Bolivia: Water People of Andes Face Extinction
Condensed by Native Village
Santa Ana de Chipaya: The Uru Chipaya may be the oldest surviving culture in the Andes, a tribe that has survived for 4,000 years on Bolivia’s barren interior plains. Today, they face extinction through climate change.
The tribal chief, 62-year-old Felix Quispe, says the Lauca river which sustained them for thousands of years is drying up. His people cannot cope with the water loss and erratic rainfall that has turned crops to dust and livestock to skin and bones.
“Over here used to be all water,” Quispe said, gesturing across an arid plain. “There were ducks, crabs, reeds growing in the water. I remember that. What are we going to do? We are water people.” [Now] there is no pasture for animals, no rainfall. Nothing. Drought.”
The Uru Chipaya’s myths label them as “water beings” rather than human beings. They are renown for surviving on the edges of a salt desert by flushing the soil with river water.

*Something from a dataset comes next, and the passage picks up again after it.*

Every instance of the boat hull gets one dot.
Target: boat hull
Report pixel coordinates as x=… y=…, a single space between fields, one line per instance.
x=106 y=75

As the Lauca dries, many Uru Chipaya have migrated into cities. Today, fewer than 2,000 remain in the village of Santa Ana and the surrounding settlements.
”We have nothing to eat. That’s why our children are all leaving,” said Vicenta Condori, 52. She has two children in Chile.
Some tribal members blame the crisis on neglect their gods, so the chief has lobbied for greater offerings and adherence to traditional customs. “This is in our own hands,” he said.
But scientists say rising temperatures are melting Andean glaciers throughout Bolivia, Colombia, Ecuador and Peru. A ski resort in La Paz, the highest in South America, closed several years ago because of the retreat of the Chacaltaya glacier. In 2007, the Intergovernmental Panel on Climate Change warned that all Latin America’s glaciers could melt within 15 years. A new Oxfam report warns that within six years the number of people affected by climate-related crises will jump by 54% to 375,000,000.
"Indigenous peoples are on the frontlines of climate change," said the Inuit Circumpolar Council.
Evo Morales, Bolivia’s president says his government would join indigenous groups for a “big mobilization” to draw up a successor to the Kyoto treaty. They intend to push industrialised countries to cut carbon emissions. “We are preparing a team from the water and environment ministries to focus not only on the summit but beyond that.”
With so many young people migrating to Spanish-speaking cities, the Uru language could disappear within a few generations. Some Uru Chipaya fear the battle for cultural survival could already be lost. The rutted streets of Santa Ana are largely deserted. “We are at risk of extinction,” said Juan Condori, 55. “The Chipaya could cease to exist within the next 50 years. The most important thing is water. If there is no water the Chipaya have no life.”